In Messing v Bank of America (2002) at paragraph 1 the
Maryland Court of Appeals observed: "The circumstances which gave rise to
the case before us are, in terms of its genesis, reminiscent of those described
in the case of Board of Inland Revenue v. Haddock."
In the English case of Victor Chandeler International Ltd v
The Commissioners of Custom and Excise and Teletext Limited [1999] EWHC 214
(Ch) Mr Justice Lightman stated that a document, in the context of the Betting
and Gaming Duties Act 1981, "must be inanimate: neither a person nor A. P.
Herbert's 'negotiable cow' can constitute a document."
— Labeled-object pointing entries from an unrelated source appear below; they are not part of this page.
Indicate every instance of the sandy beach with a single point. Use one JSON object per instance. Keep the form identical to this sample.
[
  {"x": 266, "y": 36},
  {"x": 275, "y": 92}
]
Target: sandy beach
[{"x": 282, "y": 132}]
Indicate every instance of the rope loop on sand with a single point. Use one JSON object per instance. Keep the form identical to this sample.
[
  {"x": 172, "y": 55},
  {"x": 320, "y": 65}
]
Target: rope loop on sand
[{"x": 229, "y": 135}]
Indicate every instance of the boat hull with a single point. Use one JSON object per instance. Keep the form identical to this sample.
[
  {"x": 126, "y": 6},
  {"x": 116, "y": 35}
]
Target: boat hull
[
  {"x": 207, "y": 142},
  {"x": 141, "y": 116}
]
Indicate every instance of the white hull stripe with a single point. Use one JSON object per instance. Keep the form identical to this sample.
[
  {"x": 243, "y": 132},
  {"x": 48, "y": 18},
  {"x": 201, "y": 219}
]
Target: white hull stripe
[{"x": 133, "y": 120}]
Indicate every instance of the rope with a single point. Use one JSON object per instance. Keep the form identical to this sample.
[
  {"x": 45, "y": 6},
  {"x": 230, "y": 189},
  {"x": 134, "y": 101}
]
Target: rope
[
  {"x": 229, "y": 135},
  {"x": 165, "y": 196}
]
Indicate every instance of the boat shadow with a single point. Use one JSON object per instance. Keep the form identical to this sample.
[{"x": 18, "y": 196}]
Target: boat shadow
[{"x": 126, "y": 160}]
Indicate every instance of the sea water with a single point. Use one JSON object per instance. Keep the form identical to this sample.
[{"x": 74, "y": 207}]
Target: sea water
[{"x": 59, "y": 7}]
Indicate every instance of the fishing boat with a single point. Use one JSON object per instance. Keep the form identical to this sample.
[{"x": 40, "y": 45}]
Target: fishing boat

Herbert reported that the now defunct Memphis Press-Scimitar
(formerly published by the E. W. Scripps Company) published an article on the
case in 1967, assuming it to have been factual.
From me:
Quite some years ago I made an impromptu visit to my bankl to cash a cheque. Not having my cheque book with me and knowing that a cheque could be written on pretty much anything paper, I wrote out a cheque made out to "Cash" on the blank back of a bank, savings account withdrawal form. The teller refused to cash it, despite my protestaions that it was a valid cheque. Eventually she called her superior over and we went through it all again. This happened another few times with increasingly higher levels of management until finally the top manager said to me"Look, you are right but that cheque will cause problems in our records and procedures. How about we give you a counter cheque at our cost and you cash that?" He was so reasonable and polite that I didnt have the heart to keep being a dick so I accepted his offer.